The proposal from Aquifer Science, a Nevada-based company, sought to obtain 350 acre-feet of water per year from the Sandia Basin in the eastern slopes of the Sandia Mountains for use on the proposed Campbell Ranch Master Plan Project. The project spans just over 8,000 acres and would include more than 4,000 housing units that could be occupied by roughly 10,000 residents, plus commercial space, a resort “element” and two golf courses.
In an opinion issued Tuesday, however, 2nd Judicial District Judge C. Shannon Bacon denied the application, saying “it is not consistent with conservation.”
“The data surrounding climate change indicates that the availability of surface water will decline during the life of this proposed development,” she wrote in her decision. Aquifer Science’s “failure to include this in its analysis, suggests a lack of long-term planning regarding conservation.”

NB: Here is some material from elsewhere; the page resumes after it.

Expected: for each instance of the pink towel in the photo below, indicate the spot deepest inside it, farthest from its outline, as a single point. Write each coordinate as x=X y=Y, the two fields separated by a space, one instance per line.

Bacon, recently named to the state Supreme Court by Gov. Michelle Lujan Grisham, noted that University of New Mexico professor and climate science David Gutzler had testified that the state will face increasingly extreme drought as the climate continues to warm from greenhouse gases.
“These droughts will extend to the Sandia Basin and the area of Application,” she wrote. Bacon said that not only had the application for water use failed to be forward-thinking, but it likely would impair at least 100 local wells. The court disagreed with the finding reached by Aquifer Science and the Office of the State Engineer that the proposal would impact fewer than a dozen wells.
Numerous well owners, as well as Bernalillo County, objected to the groundwater application.
“Our community is gratified,” by the decision, Mark Moll, a landowner in San Pedro Creek Estates in the Sandia Mountains, said in statement. He called the application a “water grab” and “an attempt by an out-of-state water speculator to exploit our precious ground water.”
The debate over whether the state should allow water to be pumped and used for the Campbell Ranch development has been going on for a decade. An original application from the company, filed in 2009, sought 1,500 acre-feet per year used on 25,000 acres of land, but that was later amended to seek just 717 acre-feet of water per year over roughly half the acreage.
The Office of the State Engineer denied the application in 2014 but reversed course when new State Engineer Tom Blaine took office later that year.
The amount of water was again lowered in its proposed usage for the 2017 application. Still, Bacon said the company’s plans to minimize and reuse waste water would take years to achieve and the court did not believe it would be sufficient to justify conservative water use.
Attorneys for the state engineer did not respond to requests for comment Thursday.